To optimise the ionic positions with respect to the DFT total energy, the following flags are essential:

```
AtomMove.TypeOfRun sqnm
AtomMove.MaxForceTol 5e-4
AtomMove.ReuseDM T
```

The parameter `AtomMove.TypeOfRun`

can take the values `sqnm`

, `lbfgs`

or
`cg`

for iterative optimisation. All three algorithms are robust and
relatively efficient in most instances; SQNM [SR1] is recommended in most cases,
though if the initial forces are large it may be worth performing quenched
MD to reduce them (see below) before applying SQNM. The
parameter `AtomMove.MaxForceTol`

specifies the force
convergence criterion in Ha/bohr, i.e. the calculation will terminate
when the largest force component on any atom is below this value.
The parameter
`AtomMove.ReuseDM`

specifies that the density matrix (the K-matrix for
diagonalisation or L-matrix for O(N) calculations) from the
previous step will be used as an initial guess for the SCF cycle after
propagating the atoms; this should generally decrease the number of SCF cycles
per ionic step. When using CG, the line minimiser can be chosen: `safe`

uses a robust though sometimes slow line minimiser; `backtrack`

uses a simple back-tracking line minimiser (starting with a step size of 1 and reducing if necessary to ensure the energy goes down); `adapt`

uses an adaptive back-tracking line minimiser (which increases the starting step size if the energy goes down on the first step). In many cases the back-tracking line minimiser is more efficient, though the efficiency of the adaptive approach varies with problem.

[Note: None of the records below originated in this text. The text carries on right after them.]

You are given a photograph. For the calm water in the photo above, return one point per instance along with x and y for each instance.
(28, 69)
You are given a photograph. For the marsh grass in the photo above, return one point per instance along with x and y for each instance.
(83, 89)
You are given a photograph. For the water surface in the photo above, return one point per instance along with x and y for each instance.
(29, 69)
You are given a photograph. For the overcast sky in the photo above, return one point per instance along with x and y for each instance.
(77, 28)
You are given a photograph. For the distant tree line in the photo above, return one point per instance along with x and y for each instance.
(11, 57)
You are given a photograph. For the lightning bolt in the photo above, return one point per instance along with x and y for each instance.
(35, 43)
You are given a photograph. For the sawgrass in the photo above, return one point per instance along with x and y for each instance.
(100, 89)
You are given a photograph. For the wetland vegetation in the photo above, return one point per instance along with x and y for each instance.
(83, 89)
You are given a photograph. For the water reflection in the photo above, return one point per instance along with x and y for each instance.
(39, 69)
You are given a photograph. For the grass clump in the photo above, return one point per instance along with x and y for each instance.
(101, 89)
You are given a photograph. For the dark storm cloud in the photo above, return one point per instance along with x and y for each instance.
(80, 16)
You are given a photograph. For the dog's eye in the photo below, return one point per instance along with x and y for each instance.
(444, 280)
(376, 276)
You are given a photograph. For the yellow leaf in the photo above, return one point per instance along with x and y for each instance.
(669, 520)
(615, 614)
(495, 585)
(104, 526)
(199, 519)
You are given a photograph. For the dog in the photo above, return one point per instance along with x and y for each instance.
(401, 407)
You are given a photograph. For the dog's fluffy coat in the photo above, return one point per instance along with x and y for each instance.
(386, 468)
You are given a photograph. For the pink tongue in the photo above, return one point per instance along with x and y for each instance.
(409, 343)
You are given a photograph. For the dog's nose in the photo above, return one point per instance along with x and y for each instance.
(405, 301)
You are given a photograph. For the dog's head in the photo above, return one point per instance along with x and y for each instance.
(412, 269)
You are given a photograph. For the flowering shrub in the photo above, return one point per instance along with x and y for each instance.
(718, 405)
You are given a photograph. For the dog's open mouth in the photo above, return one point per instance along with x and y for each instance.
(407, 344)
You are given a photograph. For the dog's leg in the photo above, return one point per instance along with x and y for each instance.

If the self-consistency tolerance is too low, the optimisation may fail to
converge with respect to the force tolerance; this may necessitate a tighter
`minE.SCTolerance`

for diagonalisation (also possibly
`minE.LTolerance`

for O(N) calculations). A grid which is too
coarse can also cause problems with structural relaxation to high tolerances.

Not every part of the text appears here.